Mais, faible et n’ayant rien dans l’âme que d’impur,
Encore tout imprégné de ma fange première,
Je ne puis me hausser jusqu’à cette lumière
Suprême dont l’ardeur me dévore les yeux.
Ô rage ! voir mourir ce corps délicieux,
Cette chair comparable aux âmes et divine !
Quand le soleil se meurt le soir dans la ravine,
Il sait qu’on le verra renaître après la nuit,
Et son dernier rayon rose nous réjouit.
Mais elle ! tout entière ! elle mourir ! cet Ange
Miraculeux s’éteindre et redevenir fange !
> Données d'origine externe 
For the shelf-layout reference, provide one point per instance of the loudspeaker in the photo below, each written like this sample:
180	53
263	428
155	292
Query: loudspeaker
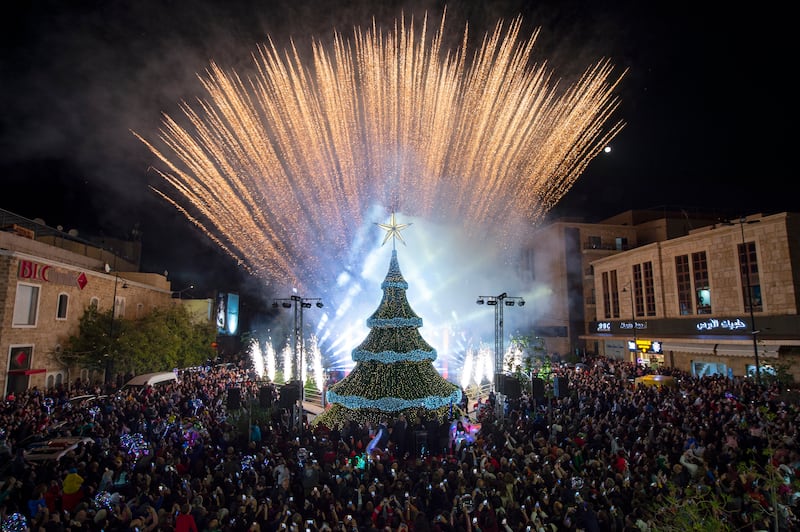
560	387
265	397
500	383
421	442
290	394
234	398
537	390
513	390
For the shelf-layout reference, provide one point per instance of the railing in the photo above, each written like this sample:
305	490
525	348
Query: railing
317	398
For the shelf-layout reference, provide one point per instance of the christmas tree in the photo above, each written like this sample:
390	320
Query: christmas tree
394	370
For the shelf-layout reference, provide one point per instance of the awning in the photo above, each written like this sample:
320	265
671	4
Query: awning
26	371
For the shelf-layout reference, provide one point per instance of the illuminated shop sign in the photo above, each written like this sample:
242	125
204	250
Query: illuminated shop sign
726	324
34	271
645	346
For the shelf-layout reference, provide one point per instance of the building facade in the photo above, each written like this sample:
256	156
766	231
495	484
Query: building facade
47	280
559	262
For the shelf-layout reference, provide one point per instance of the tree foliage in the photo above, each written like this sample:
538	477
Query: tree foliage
164	339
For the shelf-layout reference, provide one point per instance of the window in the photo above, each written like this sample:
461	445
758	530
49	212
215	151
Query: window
61	311
649	289
683	278
119	307
751	285
638	290
26	305
606	295
702	289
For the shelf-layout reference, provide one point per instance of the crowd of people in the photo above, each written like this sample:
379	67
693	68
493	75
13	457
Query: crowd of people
606	455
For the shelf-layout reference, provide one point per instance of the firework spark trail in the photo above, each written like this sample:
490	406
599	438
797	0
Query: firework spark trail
281	169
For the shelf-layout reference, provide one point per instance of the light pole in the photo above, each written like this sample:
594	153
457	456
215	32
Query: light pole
299	303
498	302
109	359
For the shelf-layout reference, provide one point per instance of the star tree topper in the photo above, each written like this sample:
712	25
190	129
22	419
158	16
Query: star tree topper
393	231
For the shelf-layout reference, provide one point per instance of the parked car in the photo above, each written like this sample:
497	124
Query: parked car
54	448
141	382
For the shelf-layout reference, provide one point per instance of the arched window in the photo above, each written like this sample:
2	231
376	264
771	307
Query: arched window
63	303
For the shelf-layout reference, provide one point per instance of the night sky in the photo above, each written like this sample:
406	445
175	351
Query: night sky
79	77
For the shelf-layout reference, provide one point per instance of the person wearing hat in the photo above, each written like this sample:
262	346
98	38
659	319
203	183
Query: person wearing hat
185	521
71	490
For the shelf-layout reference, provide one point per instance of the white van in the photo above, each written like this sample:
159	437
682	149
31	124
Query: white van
140	382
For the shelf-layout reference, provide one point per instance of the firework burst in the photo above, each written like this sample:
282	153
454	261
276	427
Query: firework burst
284	169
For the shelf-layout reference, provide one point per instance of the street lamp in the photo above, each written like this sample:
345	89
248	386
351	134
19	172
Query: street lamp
299	303
498	302
109	359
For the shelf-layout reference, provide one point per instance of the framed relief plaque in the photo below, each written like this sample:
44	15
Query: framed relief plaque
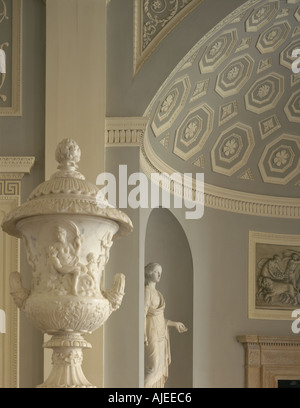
10	54
274	275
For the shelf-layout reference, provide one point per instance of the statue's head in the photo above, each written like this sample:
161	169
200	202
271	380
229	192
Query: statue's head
149	271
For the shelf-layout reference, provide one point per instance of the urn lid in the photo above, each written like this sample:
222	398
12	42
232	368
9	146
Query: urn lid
66	192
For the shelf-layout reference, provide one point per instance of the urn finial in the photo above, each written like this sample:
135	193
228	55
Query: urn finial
67	154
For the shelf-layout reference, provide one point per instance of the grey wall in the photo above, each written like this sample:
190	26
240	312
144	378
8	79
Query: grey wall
24	136
130	96
121	331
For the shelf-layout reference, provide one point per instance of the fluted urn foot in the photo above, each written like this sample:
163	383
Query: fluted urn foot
67	359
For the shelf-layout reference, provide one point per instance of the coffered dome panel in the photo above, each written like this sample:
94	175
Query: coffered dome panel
232	105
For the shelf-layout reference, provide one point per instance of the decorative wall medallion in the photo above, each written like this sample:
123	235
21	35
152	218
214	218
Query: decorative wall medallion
297	14
286	58
265	93
171	105
280	161
264	64
274	273
295	79
165	141
10	43
200	162
200	90
261	16
268	126
227	112
292	108
232	149
153	21
217	51
247	60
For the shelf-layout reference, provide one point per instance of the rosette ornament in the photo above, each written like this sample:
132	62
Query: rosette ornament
68	229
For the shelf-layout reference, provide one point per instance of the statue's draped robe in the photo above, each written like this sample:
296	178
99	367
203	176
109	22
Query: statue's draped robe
157	353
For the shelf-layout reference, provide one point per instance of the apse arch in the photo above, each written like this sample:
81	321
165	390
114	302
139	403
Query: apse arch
169	247
228	109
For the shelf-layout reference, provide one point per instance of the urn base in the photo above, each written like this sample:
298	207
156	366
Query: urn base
67	359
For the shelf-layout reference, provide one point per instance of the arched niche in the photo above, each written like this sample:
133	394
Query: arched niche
167	244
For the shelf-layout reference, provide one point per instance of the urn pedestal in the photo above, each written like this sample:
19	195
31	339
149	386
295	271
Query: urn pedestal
68	229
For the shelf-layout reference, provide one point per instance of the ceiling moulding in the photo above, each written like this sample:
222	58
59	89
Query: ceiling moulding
126	131
225	199
16	165
11	44
153	21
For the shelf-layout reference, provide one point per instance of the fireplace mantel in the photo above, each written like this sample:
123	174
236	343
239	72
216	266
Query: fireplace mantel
269	359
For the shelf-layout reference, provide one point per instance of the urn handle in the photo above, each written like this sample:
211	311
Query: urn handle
18	292
115	295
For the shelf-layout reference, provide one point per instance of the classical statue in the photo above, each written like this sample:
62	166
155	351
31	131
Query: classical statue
156	331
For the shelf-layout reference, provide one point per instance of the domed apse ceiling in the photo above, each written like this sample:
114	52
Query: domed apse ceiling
231	108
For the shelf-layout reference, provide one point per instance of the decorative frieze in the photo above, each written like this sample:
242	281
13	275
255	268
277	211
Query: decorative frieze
153	21
124	131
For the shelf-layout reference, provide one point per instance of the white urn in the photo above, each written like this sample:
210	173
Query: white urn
68	229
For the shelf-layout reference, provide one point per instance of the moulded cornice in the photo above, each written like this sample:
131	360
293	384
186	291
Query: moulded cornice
168	24
225	199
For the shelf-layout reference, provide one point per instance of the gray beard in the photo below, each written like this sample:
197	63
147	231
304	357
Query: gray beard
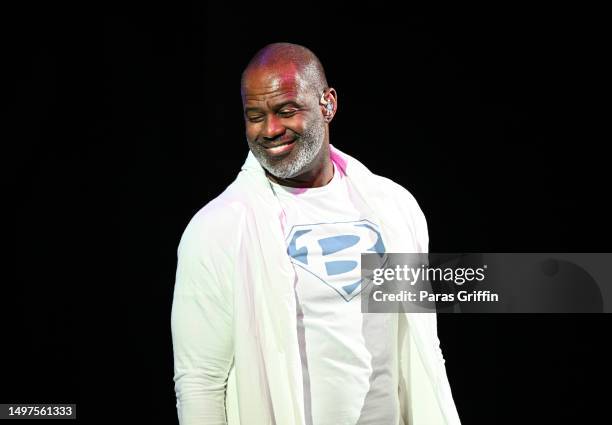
307	147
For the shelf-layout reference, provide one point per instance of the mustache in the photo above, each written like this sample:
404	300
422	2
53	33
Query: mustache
277	141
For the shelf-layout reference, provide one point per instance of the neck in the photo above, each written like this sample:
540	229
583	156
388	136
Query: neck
319	174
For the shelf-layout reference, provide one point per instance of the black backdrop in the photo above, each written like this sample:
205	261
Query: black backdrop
128	120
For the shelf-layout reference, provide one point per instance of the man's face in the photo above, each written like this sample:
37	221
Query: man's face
285	129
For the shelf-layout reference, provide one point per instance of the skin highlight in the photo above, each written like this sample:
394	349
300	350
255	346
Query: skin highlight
287	126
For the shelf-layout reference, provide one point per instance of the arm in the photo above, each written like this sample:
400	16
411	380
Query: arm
202	335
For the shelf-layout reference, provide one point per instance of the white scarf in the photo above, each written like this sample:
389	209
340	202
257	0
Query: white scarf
266	380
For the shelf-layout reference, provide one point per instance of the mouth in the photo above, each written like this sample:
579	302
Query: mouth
280	148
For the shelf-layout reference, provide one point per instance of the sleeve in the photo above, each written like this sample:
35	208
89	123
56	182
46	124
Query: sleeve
201	322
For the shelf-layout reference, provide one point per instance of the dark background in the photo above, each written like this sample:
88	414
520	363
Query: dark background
126	119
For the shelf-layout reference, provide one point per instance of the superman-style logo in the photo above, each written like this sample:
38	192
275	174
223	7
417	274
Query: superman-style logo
331	252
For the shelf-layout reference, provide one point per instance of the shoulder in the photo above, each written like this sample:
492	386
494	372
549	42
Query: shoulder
214	231
409	209
399	194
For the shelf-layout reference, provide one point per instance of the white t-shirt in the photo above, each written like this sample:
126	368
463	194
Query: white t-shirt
349	359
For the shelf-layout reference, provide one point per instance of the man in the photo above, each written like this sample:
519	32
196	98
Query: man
266	319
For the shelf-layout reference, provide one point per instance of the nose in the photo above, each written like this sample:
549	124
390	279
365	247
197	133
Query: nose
273	128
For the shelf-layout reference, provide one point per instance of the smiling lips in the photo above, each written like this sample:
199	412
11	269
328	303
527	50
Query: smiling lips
280	148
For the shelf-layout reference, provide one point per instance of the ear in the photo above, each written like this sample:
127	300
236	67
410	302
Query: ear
329	104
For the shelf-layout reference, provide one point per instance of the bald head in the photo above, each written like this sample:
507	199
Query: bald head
279	56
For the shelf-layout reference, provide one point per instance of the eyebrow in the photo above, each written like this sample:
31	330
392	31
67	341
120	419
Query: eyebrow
274	107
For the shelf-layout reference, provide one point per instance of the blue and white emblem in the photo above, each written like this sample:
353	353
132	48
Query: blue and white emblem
332	252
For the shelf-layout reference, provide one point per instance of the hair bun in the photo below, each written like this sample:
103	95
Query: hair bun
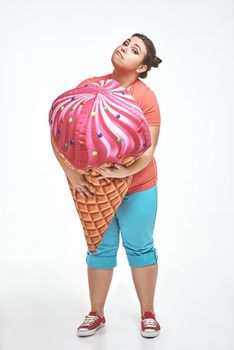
156	61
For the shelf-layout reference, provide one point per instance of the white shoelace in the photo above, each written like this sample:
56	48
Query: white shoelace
89	319
149	322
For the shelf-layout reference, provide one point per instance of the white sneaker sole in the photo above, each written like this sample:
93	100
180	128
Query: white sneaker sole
85	333
150	334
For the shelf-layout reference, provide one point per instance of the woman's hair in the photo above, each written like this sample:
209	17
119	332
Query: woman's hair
150	60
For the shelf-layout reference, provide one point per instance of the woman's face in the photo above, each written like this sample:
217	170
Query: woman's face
129	56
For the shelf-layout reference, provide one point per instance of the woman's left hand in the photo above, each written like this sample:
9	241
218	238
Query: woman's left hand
118	171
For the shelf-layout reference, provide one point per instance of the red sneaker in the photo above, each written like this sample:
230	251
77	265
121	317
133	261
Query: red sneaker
149	326
91	324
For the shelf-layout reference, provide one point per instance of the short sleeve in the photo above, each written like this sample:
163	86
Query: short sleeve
150	108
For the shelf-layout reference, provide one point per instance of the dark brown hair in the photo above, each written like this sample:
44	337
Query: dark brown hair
150	60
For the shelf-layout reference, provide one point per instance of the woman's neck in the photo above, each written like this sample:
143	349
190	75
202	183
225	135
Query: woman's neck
126	80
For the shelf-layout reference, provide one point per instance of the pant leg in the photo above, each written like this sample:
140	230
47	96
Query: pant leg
136	216
105	255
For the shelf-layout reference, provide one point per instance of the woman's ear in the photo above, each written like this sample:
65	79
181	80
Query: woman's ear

Quoi ? parce que tout meurt dans ce triste univers,
Parce que les méchants, les lâches, les pervers
S’en vont l’un après l’autre emplir les tombes noires,
Faut-il, Seigneur, que vous preniez toutes nos gloires,
Comme si rien n’était plus utile pour vous
Que de voir la beauté mourir à vos genoux ?
Puisqu’il ne manque pas de malheureux qui pleurent,
Prenez-les ! mais que les belles têtes demeurent !
Que les beaux yeux couverts d’astres brillent toujours !
Gardez les cœurs brûlants pour les belles amours,
Et les lèvres pour les baisers, et les paupières
Pour les ruissellements éternels de lumières.